Rather large differences also emerge upon consideration of liberty, equality, and perceptions of president Obama’s character traits. On questions that tap issues of liberty, the gap between true believers and those in the middle is greatest on the question of whether or not the “government can detain people as long as they wish without trial,” where true believers support the proposition by 25 points over those in the middle. The difference narrows to 8 points when people were asked to consider whether or not people with political beliefs at variance with the much of the country are entitled to the same rights as everyone else. Overall, for this set of questions, the mean difference is 19 points, where “true believers’” preferences appear to run counter to liberty, at least relative to those in the middle (table of results: click here)
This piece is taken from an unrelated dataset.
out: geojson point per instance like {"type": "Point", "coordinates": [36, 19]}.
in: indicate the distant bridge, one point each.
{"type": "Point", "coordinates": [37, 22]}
Similar results obtain for egalitarianism, where strong supporters of the movement appear less inclined toward equality. Consider the proposition where the distance between groups is greatest. When asked to opine on whether or not “we’d have many fewer problems in this country” if people more treated more equally, only 31% of true believers agreed, versus 55% of those in the middle, reflecting a 24 percentage-point difference. The smallest difference, a 17 points, emerges when respondents were asked whether or not “our society should do whatever is necessary to ensure equal opportunity in this country,” where 81% of those in the middle agree, versus 64% of true believers. Overall, the mean difference is approximately 22 points.

Finally, at least for this round of analysis, we turn to the way in which support or the tea party informs how people perceive the president. At its most narrow, 21 points separate true believers from those who dwell in the middle, where 65% of the latter see the president as a strong leader versus 44% of the former group. The gap reaches its widest point on the issue of whether or not the president is moral: 64% of those in the middle agree that he is moral versus only 32% of true believers. Overall, the mean difference between the groups, in the way in which both perceive the president, is approximately 26 points.




With its preference for small government and fiscal responsibility, the Tea Party movement claims to be conservative. Yet, their tactics and rhetoric belie this claim. The shrill attacks against blacks, illegal immigrants, and gay rights are all consistent with conservatism, but suggesting that the president is a socialist bent on ruining the country, is beyond politics. This paper shows that Richard Hofstadter’s thesis about the “paranoid style” of American politics helps characterize the Tea Party’s pseudo-conservatism. Through a comprehensive analysis of qualitative interviews, content analysis and public opinion data, we find that Tea Party sympathizers are not mainstream conservatives, but rather, they hold a strong sense of out-group anxiety and a concern over the social and demographic changes in America.